Enter, our subject: Telluric Inharmonies, the sophomore full-length from Romanian avant-garde-ians, Hteththemeth. Their Bandcamp promo announces “70+ minutes of … an epic multilingual story … filled with dramatic progressive metal, intense spoken word passages, [and] dynamic musical shifts.” For fans who’ve patiently been champing at the bit (it’s been nine years since debut Best Worst Case Scenario), no doubt these words evoke great excitement. For this first-timer, it’s enough to get my boots on the ground, but will Hteththemeth be able to keep me there?
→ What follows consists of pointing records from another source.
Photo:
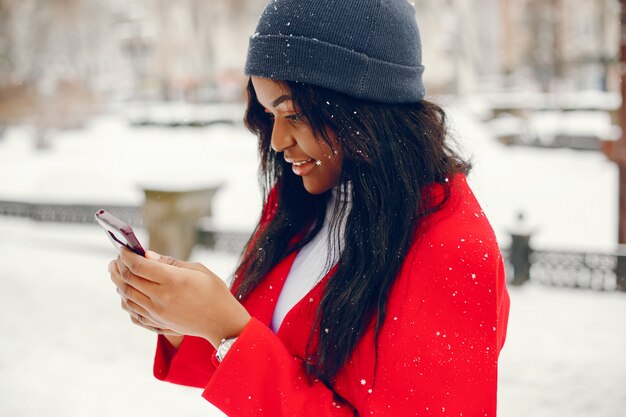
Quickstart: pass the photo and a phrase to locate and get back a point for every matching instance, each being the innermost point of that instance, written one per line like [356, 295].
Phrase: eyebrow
[281, 99]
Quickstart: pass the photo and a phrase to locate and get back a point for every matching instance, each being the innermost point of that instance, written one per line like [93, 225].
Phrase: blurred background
[136, 106]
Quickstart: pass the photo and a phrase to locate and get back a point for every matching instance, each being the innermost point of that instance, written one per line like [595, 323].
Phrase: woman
[373, 283]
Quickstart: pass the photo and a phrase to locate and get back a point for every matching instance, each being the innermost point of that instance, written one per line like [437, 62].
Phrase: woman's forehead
[271, 93]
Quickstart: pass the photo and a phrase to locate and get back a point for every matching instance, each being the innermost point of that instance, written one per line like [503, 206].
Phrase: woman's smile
[293, 136]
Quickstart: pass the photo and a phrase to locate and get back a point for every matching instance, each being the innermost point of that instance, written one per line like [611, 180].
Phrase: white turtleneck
[312, 262]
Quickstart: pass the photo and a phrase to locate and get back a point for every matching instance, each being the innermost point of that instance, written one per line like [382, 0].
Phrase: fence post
[520, 253]
[620, 268]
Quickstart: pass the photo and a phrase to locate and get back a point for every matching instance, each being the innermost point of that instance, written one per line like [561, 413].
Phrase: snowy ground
[68, 350]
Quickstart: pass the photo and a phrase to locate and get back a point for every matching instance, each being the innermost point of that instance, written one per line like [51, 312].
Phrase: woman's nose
[281, 138]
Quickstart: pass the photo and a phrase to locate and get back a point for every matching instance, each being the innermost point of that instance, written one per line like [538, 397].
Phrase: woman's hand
[174, 297]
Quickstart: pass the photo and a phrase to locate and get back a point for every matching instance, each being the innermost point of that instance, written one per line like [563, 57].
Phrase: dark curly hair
[390, 153]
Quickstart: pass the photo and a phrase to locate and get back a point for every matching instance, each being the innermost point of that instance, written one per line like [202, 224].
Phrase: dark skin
[177, 298]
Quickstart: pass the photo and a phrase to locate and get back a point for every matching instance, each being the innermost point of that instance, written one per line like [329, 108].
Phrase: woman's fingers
[125, 286]
[143, 285]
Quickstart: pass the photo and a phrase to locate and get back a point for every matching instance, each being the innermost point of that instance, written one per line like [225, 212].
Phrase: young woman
[373, 283]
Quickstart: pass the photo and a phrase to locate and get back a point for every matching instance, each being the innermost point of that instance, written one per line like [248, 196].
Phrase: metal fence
[598, 271]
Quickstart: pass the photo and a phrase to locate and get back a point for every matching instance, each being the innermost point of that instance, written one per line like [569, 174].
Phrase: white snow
[67, 349]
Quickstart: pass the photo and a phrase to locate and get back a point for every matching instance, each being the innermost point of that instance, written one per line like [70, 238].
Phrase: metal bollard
[520, 254]
[171, 219]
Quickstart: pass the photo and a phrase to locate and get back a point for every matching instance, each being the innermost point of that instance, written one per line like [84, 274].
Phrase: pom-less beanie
[369, 49]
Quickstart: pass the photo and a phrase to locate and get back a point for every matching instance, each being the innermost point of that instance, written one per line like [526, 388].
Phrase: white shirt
[313, 261]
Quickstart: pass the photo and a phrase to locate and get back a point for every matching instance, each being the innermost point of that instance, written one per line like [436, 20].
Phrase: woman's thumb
[175, 262]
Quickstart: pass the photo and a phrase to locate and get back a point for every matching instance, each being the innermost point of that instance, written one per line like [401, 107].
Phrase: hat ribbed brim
[307, 60]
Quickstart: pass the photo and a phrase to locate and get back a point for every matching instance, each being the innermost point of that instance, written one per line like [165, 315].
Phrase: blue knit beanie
[369, 49]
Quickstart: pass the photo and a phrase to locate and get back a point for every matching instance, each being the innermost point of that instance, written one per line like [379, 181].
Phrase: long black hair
[390, 153]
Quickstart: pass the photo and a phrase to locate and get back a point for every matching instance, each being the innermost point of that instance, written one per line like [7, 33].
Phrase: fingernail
[152, 255]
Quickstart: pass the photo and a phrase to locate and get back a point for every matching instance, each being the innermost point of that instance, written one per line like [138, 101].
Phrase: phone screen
[119, 233]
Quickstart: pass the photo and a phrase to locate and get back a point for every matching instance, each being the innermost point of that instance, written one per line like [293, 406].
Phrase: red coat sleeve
[437, 352]
[192, 364]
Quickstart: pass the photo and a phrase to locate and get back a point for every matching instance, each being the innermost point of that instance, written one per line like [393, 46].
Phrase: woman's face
[310, 157]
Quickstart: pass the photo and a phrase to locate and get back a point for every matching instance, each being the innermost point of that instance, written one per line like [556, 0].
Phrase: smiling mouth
[299, 164]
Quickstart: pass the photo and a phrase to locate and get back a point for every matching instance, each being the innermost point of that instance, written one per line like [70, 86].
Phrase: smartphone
[119, 233]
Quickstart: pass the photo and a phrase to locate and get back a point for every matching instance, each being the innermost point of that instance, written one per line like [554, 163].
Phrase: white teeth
[299, 164]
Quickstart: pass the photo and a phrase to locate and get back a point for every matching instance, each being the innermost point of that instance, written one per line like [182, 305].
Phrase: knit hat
[369, 49]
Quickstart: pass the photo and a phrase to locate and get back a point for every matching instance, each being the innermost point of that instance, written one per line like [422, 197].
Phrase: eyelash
[296, 117]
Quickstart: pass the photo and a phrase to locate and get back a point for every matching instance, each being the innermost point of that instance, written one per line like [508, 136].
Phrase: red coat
[437, 352]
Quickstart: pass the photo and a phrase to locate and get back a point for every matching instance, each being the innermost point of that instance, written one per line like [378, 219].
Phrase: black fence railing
[598, 271]
[68, 213]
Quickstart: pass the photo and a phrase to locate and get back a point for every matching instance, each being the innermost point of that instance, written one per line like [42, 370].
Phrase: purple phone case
[119, 233]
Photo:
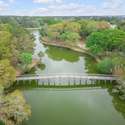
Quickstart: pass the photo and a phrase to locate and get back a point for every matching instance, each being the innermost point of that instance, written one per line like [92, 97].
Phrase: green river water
[68, 106]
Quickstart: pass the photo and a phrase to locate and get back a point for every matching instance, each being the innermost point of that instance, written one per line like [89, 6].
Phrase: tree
[7, 74]
[26, 58]
[13, 108]
[90, 26]
[5, 42]
[105, 66]
[106, 40]
[72, 27]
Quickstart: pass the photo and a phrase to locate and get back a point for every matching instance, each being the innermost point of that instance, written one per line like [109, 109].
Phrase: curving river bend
[90, 106]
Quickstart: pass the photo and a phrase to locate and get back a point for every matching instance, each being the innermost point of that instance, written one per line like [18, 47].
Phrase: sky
[62, 7]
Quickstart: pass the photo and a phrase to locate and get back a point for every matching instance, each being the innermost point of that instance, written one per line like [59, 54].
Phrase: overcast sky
[62, 7]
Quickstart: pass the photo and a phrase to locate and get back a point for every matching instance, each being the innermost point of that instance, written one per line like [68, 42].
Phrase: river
[67, 106]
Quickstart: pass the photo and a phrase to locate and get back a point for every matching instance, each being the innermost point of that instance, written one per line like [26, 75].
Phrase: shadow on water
[60, 54]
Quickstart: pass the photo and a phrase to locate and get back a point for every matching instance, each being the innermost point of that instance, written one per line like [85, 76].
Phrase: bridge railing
[68, 74]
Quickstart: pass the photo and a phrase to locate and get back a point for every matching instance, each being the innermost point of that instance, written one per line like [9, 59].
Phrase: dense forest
[16, 48]
[102, 37]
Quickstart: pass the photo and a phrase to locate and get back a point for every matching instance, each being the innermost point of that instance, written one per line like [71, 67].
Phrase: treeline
[103, 37]
[16, 48]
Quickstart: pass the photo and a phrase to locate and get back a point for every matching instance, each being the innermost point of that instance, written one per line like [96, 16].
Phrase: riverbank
[34, 63]
[79, 49]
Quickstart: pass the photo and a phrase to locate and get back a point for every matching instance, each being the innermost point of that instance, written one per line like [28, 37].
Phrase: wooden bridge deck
[67, 76]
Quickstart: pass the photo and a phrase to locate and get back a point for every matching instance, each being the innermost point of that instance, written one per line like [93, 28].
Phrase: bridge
[67, 79]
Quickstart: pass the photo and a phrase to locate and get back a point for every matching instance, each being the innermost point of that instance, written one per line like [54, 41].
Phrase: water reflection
[60, 54]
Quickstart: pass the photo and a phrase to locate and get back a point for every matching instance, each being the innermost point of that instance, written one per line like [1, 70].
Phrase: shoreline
[71, 47]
“A!” sets us amidst the soothing crash of waves and brief narration in Romanian, the intro establishing its narrative intentions swiftly. War horns and epic chanting follow before breaking against a swirly, synth-baked passage, where we get our first taste of the album’s multilingual voice. “Why the guilty one does not pay for his sins?” our narrator beseeches God. I feel my feet leaving the ground. “It’s only the intro,” I remind myself. Rough starts do not always beget rough journeys. However, as I dug deeper into Telluric Inharmonies, I found my lactose intolerance flaring up something fierce.

I’ve switched analogies, I know. We’re talking cheese now.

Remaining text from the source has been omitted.